16 thoughts on “OpenAI hires interim CEO to replace Sam Altman

  1. kenalovell

    Kevin is assuming facts not in evidence. Are the decisions even being made by humans? If AI has taken over the company, it's natural that the reasons for its decisions will not be comprehensible by pitiful human "intelligence".

    1. aldoushickman

      I'm also rather baffled by all the breathless coverage of this (both here on Drum's blog and on the front pages of the NYtimes, etc.). There are thousands of tech companies, and hundreds of biggish-and-or-notable ones; even goofy shennanigans with the hiring/firing of the c-levels of one of them is not particularly newsworthy.

      Maybe the coverage has *also* been taken over by AI?

      1. Ken Rhodes

        Yes, "There are thousands of tech companies, and hundreds of biggish-and-or-notable ones." But how many of the size and impact of Microsoft?

        1. aldoushickman

          Very few. Microsoft has a market cap of $2.8 trillion. But we aren't talking about the leadership of Microsoft, but instead one part of the leadership of a comparatively tiny entity. True, Microsoft does have $10 billion invested in OpenAI, but that's less than 5% of Microsoft's 2023 revenue.
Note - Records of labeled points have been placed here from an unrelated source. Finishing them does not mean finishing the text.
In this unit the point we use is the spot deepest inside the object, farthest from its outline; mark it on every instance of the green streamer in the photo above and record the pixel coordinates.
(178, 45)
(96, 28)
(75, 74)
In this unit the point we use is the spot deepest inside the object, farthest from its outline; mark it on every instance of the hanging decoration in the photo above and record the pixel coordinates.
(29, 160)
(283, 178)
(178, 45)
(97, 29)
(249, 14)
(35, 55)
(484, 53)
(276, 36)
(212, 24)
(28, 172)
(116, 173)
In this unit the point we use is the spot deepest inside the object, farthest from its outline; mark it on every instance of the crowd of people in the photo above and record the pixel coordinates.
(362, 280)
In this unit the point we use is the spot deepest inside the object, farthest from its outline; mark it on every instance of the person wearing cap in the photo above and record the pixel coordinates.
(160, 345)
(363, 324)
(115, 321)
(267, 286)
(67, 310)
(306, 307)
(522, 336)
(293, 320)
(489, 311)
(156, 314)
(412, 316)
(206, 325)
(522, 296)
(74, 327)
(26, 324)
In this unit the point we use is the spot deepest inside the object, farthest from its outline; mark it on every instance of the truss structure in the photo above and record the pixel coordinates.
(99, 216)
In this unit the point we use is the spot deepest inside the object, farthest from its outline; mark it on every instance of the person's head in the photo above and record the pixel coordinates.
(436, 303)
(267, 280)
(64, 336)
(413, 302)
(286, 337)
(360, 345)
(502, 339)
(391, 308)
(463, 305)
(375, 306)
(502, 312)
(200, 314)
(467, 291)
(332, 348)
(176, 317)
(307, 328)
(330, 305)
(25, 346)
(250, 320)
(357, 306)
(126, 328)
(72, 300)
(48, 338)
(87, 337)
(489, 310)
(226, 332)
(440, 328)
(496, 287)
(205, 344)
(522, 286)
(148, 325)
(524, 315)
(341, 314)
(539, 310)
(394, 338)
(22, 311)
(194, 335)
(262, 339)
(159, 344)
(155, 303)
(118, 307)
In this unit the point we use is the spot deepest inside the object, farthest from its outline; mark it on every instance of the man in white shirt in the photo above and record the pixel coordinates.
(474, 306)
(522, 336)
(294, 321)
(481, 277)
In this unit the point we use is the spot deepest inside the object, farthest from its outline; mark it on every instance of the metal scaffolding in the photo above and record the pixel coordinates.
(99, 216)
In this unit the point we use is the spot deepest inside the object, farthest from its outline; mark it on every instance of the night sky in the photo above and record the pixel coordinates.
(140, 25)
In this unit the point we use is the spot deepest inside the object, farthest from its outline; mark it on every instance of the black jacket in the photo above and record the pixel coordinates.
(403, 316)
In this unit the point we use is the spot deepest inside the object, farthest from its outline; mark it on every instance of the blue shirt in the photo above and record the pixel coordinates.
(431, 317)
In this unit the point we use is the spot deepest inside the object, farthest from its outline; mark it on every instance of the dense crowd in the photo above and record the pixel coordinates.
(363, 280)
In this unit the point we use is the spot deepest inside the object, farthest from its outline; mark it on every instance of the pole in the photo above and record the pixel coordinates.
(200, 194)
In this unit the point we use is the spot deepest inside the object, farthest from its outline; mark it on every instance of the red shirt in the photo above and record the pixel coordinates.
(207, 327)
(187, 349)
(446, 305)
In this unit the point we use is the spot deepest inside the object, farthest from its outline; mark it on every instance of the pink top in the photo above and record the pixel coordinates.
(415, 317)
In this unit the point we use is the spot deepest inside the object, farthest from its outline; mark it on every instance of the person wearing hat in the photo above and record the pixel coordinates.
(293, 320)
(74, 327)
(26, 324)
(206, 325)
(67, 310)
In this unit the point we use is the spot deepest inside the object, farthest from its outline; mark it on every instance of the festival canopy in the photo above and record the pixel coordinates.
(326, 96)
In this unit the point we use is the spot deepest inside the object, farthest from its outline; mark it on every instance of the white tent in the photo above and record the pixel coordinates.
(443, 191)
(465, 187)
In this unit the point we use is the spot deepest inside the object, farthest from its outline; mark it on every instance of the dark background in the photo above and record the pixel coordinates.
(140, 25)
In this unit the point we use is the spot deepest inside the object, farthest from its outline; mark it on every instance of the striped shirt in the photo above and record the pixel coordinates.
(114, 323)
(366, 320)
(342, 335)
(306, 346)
          So, again, tiny. Why all the breathless coverage of Sam Altman's employment status?

  2. kennethalmquist

    I'm not sure what is going on with OpenAI, but it is worth noting that OpenAI is a 501(c)(3) public charity. You shouldn't expect its board to act like the board of a for profit corporation.

    1. Joseph Harbin

      I think that’s the essential point.

      OpenAI is a nonprofit that recently created a for-profit entity. That was likely to form tension at some point. That point is now.

      Altman seems to have a gift for getting attention and getting funding. I can’t say I know, but I don’t see that he’s the essential tech guru that must lead the company’s AI engineering efforts. His essential role is strategy. His strategy, and Microsoft’s, is pedal-to-the-medal AI and AGI development. He and they want to “win the race,” consequences be damned.

      The board (and the new guy) want to take a slower, safer road to developing the technology.

      Which makes sense. As a nonprofit in a field that many claim will lead to the destruction of humanity, a little prudence seems reasonable.

      For the AI-may-be-the-end-of-the-world crowd, the Altman ouster should be welcome news. For the AI-may-be-the-end-of-the-world-and-I-can’t-wait crowd, maybe not.

  3. Anandakos

    The Egg Goose just got slaughtered. All that Effective Altruism wasted, how sad.

    There is no joy in Mountainview,
    The Mighty Casey is on the other team now

  4. jte21

    The reporting on this is all over the place in terms of why this guy was fired. He obviously did something to piss off a couple of board members (described as "a lack of communication and transparency" whatever that might mean), but key investors were caught off guard by the vote and scrambled to unshit the bed and in the meantime the guy takes a bunch of top talent with him and goes to Microsoft. What a clusterfuck.

    On the other hand, perhaps the board was right to start getting suspicious of a guy who seemed to be developing one of those tech-bro god complexes that usually leads to a big implosion, fraud charges, lawsuits, sexual assault allegations, etc. if you don't nip it in the bud.

  5. Pingback: Sam Altman: less of an SBF than SBF, by perhaps a lot | Zingy Skyway Lunch

  6. Salamander

    I hope the board members who apparently had some kind of snit are happy now. Their rainmaker has joined The Evil Empire. Colossus plus Guardian reprise.